The story of the 29-year-old Aditya Gaddh, who is a qualified mechanical engineer and a post graduate in business management from a distinguished institution in the United States would beyond any doubt motivate you.

Though Gaddh doesn’t possess any formal academic qualification in farming, the wonders he is performing on a barren land located in his small hometown, Yamunanagar of Haryana, has eventually altered his family’s viewpoint.

After acquiring his engineering degree from Vellore in Tamil Nadu, Gaddh started attending to his family business that is primarily into manufacturing industrial equipment.
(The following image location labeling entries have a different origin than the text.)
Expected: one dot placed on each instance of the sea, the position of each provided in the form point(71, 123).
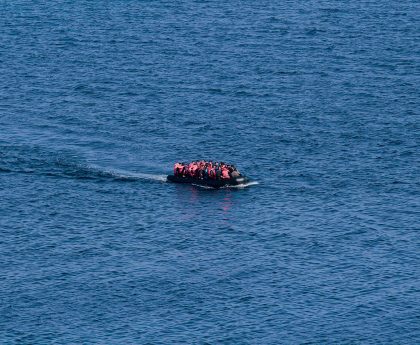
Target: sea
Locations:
point(316, 101)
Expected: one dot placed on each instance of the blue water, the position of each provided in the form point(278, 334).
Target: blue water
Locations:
point(317, 101)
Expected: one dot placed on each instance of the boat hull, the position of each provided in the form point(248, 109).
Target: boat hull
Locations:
point(209, 182)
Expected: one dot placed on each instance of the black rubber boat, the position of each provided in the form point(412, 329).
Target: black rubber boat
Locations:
point(214, 183)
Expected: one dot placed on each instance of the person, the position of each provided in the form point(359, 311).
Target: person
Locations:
point(225, 172)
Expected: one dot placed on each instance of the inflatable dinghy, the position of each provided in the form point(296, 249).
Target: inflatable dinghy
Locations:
point(208, 182)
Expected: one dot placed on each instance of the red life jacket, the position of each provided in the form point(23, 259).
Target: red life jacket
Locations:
point(225, 173)
point(212, 173)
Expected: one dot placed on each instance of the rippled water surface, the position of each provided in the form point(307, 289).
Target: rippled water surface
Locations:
point(317, 101)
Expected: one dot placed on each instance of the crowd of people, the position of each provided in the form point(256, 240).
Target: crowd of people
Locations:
point(206, 170)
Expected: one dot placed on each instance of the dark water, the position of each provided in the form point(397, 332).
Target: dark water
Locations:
point(318, 101)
In some way, he developed a great passion for organic farming, but he couldn’t tell his family of this interest for the fear of rejection.

It is then he decided to pursue his Master of Business Administration from New York.

In spite of the fact that he would have fetched substantial career in the United States, he still returned India to executive his own noble plans. He said that he had seen Americans farming very well during heavy snowfall season.

“The technique they use is called ‘Mulching Farming’. It moved me. Mulching helps the soil retain its moisture in extreme weather conditions. I decided to use it proactively when I return to India. Although many Indian farmers may already be using it, it needs to be revolutionized,” Gaddh was quoted as saying by India Times.

The land Gaddh is experimenting is his organic farming on had a metal business running on it for years that produced high amounts of toxic waste. Consequently, the land consumed heaps of industrial trash and turned terribly barren and infertile.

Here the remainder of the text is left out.